Too high → unstable training.  
Too low → slow convergence.  

**Batch Size**.  
Small batch → noisy but generalizable updates.  
Large batch → stable but memory intensive.  

**Number of Epochs**.  
Too few → underfitting.  
Too many → overfitting.  

####ADV task 1: Experimenting with multiple hidden layer and dicussing the trade off

Step 1 : I define a flexible MLP model so that i don't have to rewrite the code every time i want to change the number of hidden layers.

In [18]:
class FlexibleMLP(nn.Module):
    def __init__(self, hidden_layers):
        super().__init__()

        layers = []
        input_size = 784

        for hidden_size in hidden_layers:
            layers.append(nn.Linear(input_size, hidden_size))
            layers.append(nn.ReLU())
            input_size = hidden_size

        layers.append(nn.Linear(input_size, 10))

        self.network = nn.Sequential(*layers)

    def forward(self, x):
        x = x.view(x.size(0), -1)
        return self.network(x)


In [19]:
def train_and_evaluate(hidden_layers, epochs=5):
    model = FlexibleMLP(hidden_layers)
    criterion = nn.CrossEntropyLoss()
    optimizer = optim.Adam(model.parameters(), lr=0.001)

    for epoch in range(epochs):
        model.train()
        running_loss = 0

        for images, labels in train_loader:
            optimizer.zero_grad()
            outputs = model(images)
            loss = criterion(outputs, labels)
            loss.backward()
            optimizer.step()
            running_loss += loss.item()

    model.eval()
    correct, total = 0, 0
    with torch.no_grad():
        for images, labels in test_loader:
            outputs = model(images)
            _, predicted = torch.max(outputs, 1)
            total += labels.size(0)
            correct += (predicted == labels).sum().item()

    accuracy = 100 * correct / total
    return running_loss, accuracy


In [20]:
configs = {
    "1 Hidden Layer": [128],
    "3 Hidden Layers": [392, 196, 49],
    "5 Hidden Layers": [512, 256, 128, 64, 32]
}

results = {}

for name, layers in configs.items():
    loss, acc = train_and_evaluate(layers)
    results[name] = (loss, acc)
    print(f"{name} → Test Accuracy: {acc:.2f}%")

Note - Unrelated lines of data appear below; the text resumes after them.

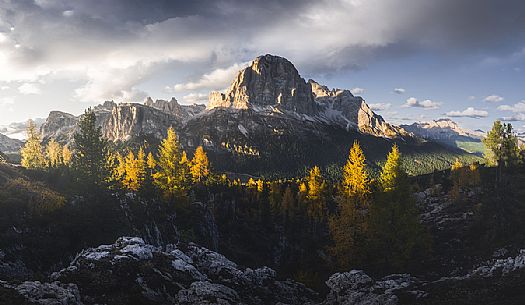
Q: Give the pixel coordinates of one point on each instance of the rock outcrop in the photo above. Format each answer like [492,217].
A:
[8,145]
[273,84]
[124,121]
[60,126]
[181,112]
[270,81]
[357,288]
[447,132]
[133,272]
[343,108]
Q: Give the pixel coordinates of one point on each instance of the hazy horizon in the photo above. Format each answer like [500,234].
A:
[462,60]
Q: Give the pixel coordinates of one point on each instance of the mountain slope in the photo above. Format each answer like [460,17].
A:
[448,132]
[269,121]
[8,145]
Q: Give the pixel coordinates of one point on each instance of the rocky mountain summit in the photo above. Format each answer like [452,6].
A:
[447,132]
[270,119]
[8,145]
[441,129]
[270,86]
[273,84]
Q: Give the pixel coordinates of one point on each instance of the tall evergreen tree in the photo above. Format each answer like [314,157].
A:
[54,153]
[67,155]
[169,176]
[391,172]
[315,183]
[396,237]
[501,144]
[348,226]
[32,153]
[355,178]
[91,150]
[199,165]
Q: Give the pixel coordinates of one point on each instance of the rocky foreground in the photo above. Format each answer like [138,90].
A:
[133,272]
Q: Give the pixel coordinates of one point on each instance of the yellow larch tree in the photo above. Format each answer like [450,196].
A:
[315,183]
[169,176]
[199,167]
[391,171]
[355,178]
[53,153]
[67,155]
[32,153]
[348,227]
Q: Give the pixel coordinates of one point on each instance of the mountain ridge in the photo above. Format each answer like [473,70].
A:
[270,120]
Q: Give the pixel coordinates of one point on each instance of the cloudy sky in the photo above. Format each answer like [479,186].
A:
[412,60]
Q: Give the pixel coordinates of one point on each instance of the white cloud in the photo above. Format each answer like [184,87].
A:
[514,118]
[379,106]
[427,104]
[470,112]
[29,88]
[114,84]
[518,107]
[493,99]
[357,91]
[195,98]
[215,80]
[8,100]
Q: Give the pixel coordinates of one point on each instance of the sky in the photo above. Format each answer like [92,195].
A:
[411,60]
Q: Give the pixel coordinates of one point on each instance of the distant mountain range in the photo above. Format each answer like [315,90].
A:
[8,145]
[269,120]
[448,132]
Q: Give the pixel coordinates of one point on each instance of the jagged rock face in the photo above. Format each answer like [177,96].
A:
[174,108]
[442,129]
[135,120]
[357,288]
[342,107]
[448,132]
[8,145]
[124,121]
[59,125]
[268,81]
[272,82]
[133,272]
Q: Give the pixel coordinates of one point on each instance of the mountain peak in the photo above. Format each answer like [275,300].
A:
[269,81]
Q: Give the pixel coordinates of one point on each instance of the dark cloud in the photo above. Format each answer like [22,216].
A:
[320,36]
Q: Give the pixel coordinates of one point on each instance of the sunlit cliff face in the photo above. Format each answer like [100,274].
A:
[413,60]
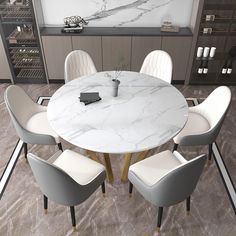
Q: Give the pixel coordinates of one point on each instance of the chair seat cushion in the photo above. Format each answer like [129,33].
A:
[38,123]
[196,124]
[80,168]
[152,169]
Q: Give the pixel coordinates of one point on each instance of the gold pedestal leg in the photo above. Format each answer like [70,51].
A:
[93,156]
[107,160]
[124,175]
[142,155]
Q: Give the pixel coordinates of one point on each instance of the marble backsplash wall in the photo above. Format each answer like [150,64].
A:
[117,13]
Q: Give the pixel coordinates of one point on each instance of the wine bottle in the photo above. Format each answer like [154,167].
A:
[224,68]
[205,67]
[229,67]
[200,68]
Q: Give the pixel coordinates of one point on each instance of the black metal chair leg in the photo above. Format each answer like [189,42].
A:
[210,154]
[130,189]
[60,146]
[188,205]
[103,189]
[25,150]
[175,147]
[72,212]
[45,203]
[160,212]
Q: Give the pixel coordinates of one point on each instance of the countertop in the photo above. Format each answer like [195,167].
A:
[116,31]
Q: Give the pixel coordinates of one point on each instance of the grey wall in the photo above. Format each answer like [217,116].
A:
[127,13]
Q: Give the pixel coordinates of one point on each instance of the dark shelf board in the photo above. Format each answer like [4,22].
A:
[222,6]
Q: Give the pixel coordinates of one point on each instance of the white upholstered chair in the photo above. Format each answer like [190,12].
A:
[205,120]
[68,178]
[158,63]
[78,63]
[166,179]
[29,119]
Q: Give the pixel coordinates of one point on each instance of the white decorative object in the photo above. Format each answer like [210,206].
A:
[212,52]
[115,86]
[206,52]
[199,52]
[147,113]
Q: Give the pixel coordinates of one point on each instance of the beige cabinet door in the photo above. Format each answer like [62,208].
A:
[92,45]
[56,48]
[5,72]
[116,51]
[179,49]
[141,46]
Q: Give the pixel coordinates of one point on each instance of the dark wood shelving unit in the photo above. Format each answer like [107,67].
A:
[220,19]
[19,31]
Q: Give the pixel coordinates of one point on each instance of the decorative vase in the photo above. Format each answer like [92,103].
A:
[115,86]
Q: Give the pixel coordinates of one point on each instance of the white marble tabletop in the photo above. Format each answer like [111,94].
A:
[147,113]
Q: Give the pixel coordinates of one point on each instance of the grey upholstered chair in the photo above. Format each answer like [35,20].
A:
[29,119]
[205,120]
[158,63]
[166,179]
[68,178]
[78,63]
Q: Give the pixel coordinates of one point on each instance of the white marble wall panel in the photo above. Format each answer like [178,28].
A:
[114,13]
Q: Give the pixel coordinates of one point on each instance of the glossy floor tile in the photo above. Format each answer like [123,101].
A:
[21,207]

1 Hidden Layer → Test Accuracy: 86.04%
3 Hidden Layers → Test Accuracy: 87.66%
5 Hidden Layers → Test Accuracy: 85.92%


**Interpretation**

Increasing depth initially improves learning capacity, but beyond a point, deeper networks show diminishing returns and may overfit due to excessive model complexity.

In simple terms:  
1 hidden layer - underfitting.  
3 hidden layer - good training.  
5 hidden layer - slightly overfitting.

An optimal network depth provides sufficient expressive power without memorizing training data. In this experiment, a 3-hidden-layer architecture achieves the best generalization performance.